For LLM models, at least the training script + the dataset has to be available without restrictions for that to be possible. If they're not available, or available but under restrictions (usage or otherwise), then it's not open source.

Haha, having lengthy discussions, especially when we disagree, is healthy IMO. That's how we get to experience other viewpoints, and hopefully become better for the effort.

> Can I build this thing from scratch myself

You absolutely can. Everything you need is in the model config (layers, stuff) and there are training scripts all over the net. Now, granted, you will not necessarily get the same results, but then again neither is Mistral or Meta.

> but the authors tries to argue that the compiled asm output is "open source". It's output, not source, so you cannot license the output as "open source" as it's missing that last part, the "source".
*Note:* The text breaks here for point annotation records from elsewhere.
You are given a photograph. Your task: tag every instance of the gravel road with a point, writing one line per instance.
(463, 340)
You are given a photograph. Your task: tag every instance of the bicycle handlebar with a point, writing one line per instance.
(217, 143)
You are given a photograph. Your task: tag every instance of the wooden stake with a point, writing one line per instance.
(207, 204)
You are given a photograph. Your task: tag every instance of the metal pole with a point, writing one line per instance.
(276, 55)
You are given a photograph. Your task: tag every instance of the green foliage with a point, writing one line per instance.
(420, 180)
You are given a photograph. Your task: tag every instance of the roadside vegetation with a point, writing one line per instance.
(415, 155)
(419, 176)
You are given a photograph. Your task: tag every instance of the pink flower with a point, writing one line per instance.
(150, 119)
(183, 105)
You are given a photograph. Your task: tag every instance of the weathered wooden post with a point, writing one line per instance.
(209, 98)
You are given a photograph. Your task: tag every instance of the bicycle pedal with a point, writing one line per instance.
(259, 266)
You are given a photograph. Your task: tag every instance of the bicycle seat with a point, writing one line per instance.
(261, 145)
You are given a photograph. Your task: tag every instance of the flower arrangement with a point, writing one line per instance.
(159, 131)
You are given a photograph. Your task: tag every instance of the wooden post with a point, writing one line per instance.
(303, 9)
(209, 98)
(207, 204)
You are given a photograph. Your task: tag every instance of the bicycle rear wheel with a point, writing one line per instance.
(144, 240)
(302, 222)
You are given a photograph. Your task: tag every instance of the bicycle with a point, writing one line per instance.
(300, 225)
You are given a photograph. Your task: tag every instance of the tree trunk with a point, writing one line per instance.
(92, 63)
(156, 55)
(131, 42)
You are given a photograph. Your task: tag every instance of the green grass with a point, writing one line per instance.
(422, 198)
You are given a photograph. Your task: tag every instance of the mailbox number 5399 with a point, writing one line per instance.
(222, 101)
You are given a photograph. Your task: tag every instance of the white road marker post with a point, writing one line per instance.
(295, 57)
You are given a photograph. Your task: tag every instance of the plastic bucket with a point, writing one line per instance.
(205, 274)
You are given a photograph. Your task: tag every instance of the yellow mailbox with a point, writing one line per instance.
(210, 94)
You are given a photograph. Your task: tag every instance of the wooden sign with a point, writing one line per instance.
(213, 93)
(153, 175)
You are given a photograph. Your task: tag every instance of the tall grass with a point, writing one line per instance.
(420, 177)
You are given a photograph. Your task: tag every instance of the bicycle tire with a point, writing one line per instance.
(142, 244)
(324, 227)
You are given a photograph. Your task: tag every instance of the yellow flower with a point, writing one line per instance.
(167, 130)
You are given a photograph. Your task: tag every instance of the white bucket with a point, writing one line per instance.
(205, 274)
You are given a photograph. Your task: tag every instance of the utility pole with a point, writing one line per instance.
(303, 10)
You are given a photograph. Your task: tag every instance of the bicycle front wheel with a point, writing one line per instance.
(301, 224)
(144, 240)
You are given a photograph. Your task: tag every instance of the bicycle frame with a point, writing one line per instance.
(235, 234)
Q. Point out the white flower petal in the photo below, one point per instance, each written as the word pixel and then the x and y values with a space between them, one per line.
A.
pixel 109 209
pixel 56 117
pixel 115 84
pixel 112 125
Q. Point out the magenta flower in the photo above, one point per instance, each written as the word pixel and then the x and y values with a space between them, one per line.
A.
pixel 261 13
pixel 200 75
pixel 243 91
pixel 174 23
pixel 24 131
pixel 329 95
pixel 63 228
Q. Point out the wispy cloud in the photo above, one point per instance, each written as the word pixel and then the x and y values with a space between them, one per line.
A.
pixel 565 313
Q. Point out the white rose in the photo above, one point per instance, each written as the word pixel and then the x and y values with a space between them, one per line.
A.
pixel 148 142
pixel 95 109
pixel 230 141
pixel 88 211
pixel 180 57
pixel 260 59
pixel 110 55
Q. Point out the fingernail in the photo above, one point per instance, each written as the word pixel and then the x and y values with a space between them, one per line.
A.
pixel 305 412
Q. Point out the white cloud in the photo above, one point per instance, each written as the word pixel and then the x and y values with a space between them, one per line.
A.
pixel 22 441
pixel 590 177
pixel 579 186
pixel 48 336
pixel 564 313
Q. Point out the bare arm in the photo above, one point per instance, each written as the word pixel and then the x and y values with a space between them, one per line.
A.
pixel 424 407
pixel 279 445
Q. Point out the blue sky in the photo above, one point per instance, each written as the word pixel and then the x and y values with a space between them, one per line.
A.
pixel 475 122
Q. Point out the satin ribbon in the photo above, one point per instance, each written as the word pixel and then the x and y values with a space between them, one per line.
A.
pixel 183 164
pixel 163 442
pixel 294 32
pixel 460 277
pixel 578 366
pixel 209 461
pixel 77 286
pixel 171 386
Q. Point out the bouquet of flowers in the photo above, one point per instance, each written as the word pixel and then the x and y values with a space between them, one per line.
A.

Replying here because I can't in the other subthread. I think you are using a misconception on what is source code, and what is a weight. In the LLM world, you already have the source code for inferencing. This would be either pytorch or c code or whatever. You also have the architecture code. You can see what the model looks like, what layers it has, what ops it does to reach a result. That is also open! So you get the source to run inference. You get the source to "load" the model (i.e. the architecture, layers, etc). And you get a bunch of hardcoded values.

What you don't get is the why behind the question "why is this value x and not y". And for the most part, no one knows.

> If they're not available, or available but under restrictions (usage or otherwise), then it's not open source.

Let's take another (famous) example. Quake is famous for having a hardcoded value somewhere in the source code, that speeds up some geometry computations. Now, you can change that value, but things will be messed up in the engine. Collisions will happen weirdly, things will look bad. Now, is quake any less of "open source" if you or I don't understand why the original coder chose that value? Of course not! Well, now just multiply that with 1B hardcoded values. It's the exact same thing. You could change any of the values, but the game would look wonky as you do so. But, at the end of the day, it would not be any less open source.

I guess what I'm trying to say is that weights are not binary blobs. Weights are not an obfuscation attempt. Weights are distributed exactly how they are intended to be used, and how they are being used by the creators as well. You can change the architecture of a model (see above for details). You can add layers, you can remove layers. You can perform "abliterations", or you can do fine-tuning. Everything is exactly done as the "creators" intended. The only thing you don't have is "how they got those exact same numbers". But you don't need that. And it's funny that somehow for LLMs that's a bridge too far. It never used to be for any other project.